The main reason for the attempt to pass such a law with such severe punishments if broken is that the town's 28,000 inhabitants apparently do not look after their health properly, making them more vulnerable to death, which would mean having to bury more corpses in the already full cemetery. Since the cemetery was inaugurated in 1910, over 50,000 people have been buried in 3,500 crypts and tombs. In November 2005, the cemetery was declared to be full and 20 recently deceased residents were forced to share a crypt, and several others were buried under the walkways.
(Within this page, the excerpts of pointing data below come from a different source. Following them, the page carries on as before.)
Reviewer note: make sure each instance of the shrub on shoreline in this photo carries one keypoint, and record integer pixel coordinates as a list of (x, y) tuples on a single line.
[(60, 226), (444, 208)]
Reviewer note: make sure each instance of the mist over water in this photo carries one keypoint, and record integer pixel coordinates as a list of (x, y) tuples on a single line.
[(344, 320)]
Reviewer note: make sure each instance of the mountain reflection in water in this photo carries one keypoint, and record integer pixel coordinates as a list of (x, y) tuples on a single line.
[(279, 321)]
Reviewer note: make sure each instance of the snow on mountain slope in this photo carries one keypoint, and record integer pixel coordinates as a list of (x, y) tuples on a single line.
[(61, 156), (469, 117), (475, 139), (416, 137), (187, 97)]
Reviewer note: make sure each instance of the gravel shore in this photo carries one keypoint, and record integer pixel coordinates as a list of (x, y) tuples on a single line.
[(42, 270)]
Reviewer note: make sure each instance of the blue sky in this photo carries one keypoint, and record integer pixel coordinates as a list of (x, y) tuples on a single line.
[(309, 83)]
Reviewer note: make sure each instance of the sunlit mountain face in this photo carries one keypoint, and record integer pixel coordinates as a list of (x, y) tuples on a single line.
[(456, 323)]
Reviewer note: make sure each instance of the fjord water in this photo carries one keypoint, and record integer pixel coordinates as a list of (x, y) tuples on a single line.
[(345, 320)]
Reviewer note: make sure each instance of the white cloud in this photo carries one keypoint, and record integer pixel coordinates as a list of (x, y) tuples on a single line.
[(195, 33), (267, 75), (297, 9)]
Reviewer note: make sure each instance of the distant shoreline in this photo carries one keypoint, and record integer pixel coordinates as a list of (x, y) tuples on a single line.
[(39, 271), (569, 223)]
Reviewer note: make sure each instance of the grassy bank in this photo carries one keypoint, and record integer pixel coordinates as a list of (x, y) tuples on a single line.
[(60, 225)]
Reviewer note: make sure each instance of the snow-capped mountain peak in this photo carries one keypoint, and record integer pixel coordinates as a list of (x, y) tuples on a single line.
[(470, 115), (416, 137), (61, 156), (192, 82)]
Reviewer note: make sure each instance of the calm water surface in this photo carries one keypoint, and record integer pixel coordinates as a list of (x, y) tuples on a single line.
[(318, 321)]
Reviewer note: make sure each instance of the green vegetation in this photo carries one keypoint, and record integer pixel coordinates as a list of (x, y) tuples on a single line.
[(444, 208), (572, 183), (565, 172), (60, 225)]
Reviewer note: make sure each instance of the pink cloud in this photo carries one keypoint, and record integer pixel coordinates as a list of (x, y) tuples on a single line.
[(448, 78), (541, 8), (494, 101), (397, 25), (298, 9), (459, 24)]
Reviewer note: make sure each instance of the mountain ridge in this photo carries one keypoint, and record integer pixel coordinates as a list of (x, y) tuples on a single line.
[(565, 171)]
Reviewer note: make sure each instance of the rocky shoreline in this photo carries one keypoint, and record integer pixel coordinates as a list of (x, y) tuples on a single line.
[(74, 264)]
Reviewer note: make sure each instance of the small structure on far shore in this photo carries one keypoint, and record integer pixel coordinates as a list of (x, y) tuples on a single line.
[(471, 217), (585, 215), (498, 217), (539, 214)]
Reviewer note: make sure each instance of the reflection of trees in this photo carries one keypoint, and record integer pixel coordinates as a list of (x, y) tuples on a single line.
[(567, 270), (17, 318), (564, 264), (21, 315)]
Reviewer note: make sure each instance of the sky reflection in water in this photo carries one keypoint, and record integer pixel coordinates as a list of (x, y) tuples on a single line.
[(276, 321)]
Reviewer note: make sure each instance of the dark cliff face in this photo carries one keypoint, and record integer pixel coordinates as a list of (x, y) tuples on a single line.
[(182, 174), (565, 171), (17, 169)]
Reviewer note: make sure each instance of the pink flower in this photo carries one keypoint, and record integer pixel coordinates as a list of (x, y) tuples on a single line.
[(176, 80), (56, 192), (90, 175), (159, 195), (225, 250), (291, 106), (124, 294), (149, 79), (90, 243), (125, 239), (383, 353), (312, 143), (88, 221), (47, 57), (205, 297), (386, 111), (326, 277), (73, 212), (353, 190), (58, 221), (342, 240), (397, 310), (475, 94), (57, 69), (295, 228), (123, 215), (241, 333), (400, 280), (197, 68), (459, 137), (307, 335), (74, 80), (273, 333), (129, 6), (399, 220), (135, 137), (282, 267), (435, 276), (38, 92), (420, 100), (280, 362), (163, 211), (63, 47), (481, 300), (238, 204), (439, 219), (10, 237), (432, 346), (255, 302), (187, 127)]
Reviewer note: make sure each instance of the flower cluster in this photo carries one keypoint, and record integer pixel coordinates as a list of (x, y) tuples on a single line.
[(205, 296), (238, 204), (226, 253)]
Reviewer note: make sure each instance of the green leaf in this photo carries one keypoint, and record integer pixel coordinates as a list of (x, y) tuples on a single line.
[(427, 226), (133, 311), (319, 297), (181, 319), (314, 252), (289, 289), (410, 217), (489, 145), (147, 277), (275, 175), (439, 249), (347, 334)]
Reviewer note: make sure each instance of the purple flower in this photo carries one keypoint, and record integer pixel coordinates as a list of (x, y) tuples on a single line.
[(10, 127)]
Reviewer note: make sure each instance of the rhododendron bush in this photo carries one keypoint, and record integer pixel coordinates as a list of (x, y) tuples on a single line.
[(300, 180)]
The mayor, to support his uncommon proposal for a law, stated that 89% of the town is occupied by rivers, of which most are underground and serve as vital water sources for nearly two million people living in São Paulo, and that the remaining area is protected because it consists of tropical jungle. So, public land five times the size of the cemetery was set aside to provide space for a new one, which environmental experts claim will not affect water tables or surrounding tropical forest. The environment council decided to analyze such a solution carefully, while the state government had agreed to help build a new vertical cemetery; but, as of 2005, nothing has been done, and the law has not yet been passed, leaving the situation in suspense.

===France===
Three settlements in southern France have prohibited death. The mayor of Le Lavandou outlawed death in 2000, after planning permission for a new cemetery was turned down due to environmental concerns. He described the new bylaw as "an absurd law to counter an absurd situation". In 2007, Cugnaux also prohibited death, for similar reasons, and was subsequently granted permission to enlarge the local cemetery; inspired by the town's success, Sarpourenx was next to follow suit, in 2008.

===Japan===
The island of Itsukushima is considered a sacred location in Shinto belief, and is the site of the Itsukushima Shrine, a UNESCO World Heritage Site. Purity is of utmost concern in Shinto worship, and because of this, the shrine's priests have attempted to keep the island free of the pollution of death. Immediately after the Battle of Miyajima in 1555, the only battle to have taken place on the island, the victorious commander had the bodies of the fallen troops removed to the mainland, and ordered that the entire battlefield be cleansed of the blood that was spilled, to the point that buildings were scrubbed and blood-soaked soil was removed from the island. Retaining the purity of the Itsukushima Shrine is so important that since 1878, no deaths or births have been permitted near the shrine. To this day, pregnant women are supposed to retreat to the mainland as the day of delivery approaches, as are terminally ill or the very elderly whose passing has become imminent. Burials on the island are still forbidden.

===Spain===
Death has been prohibited in the Andalusian town of Lanjarón. The village, with 4,000 inhabitants, is to remain under this law until the government buys land for a new cemetery. The mayor who issued the edict explains that the awkward new law is his response to politicians urging him to find a quick fix for a long-lasting problem. The edict has become wildly popular amongst residents, even amongst political opponents of the mayor who issued the law, and was received with a sense of humor from most.

==Myths==
===United Kingdom===
A story sometimes reported in the United Kingdom states it is forbidden for commoners to die in a royal palace, such as the Palace of Westminster, on the grounds that anyone who dies in a royal palace is technically entitled to a state funeral. However, this has been proven to be a myth, as at least four people (Guy Fawkes, Walter Raleigh, Spencer Perceval and Alfred Billson) have died in the grounds of the Palace of Westminster without receiving a state funeral; instead, until 2013, the Coroner of the Queen's Household had jurisdiction over inquests into deaths in royal palaces, and it was often procedurally simpler to use ordinary coroners by declaring the individual dead on arrival at the nearest hospital.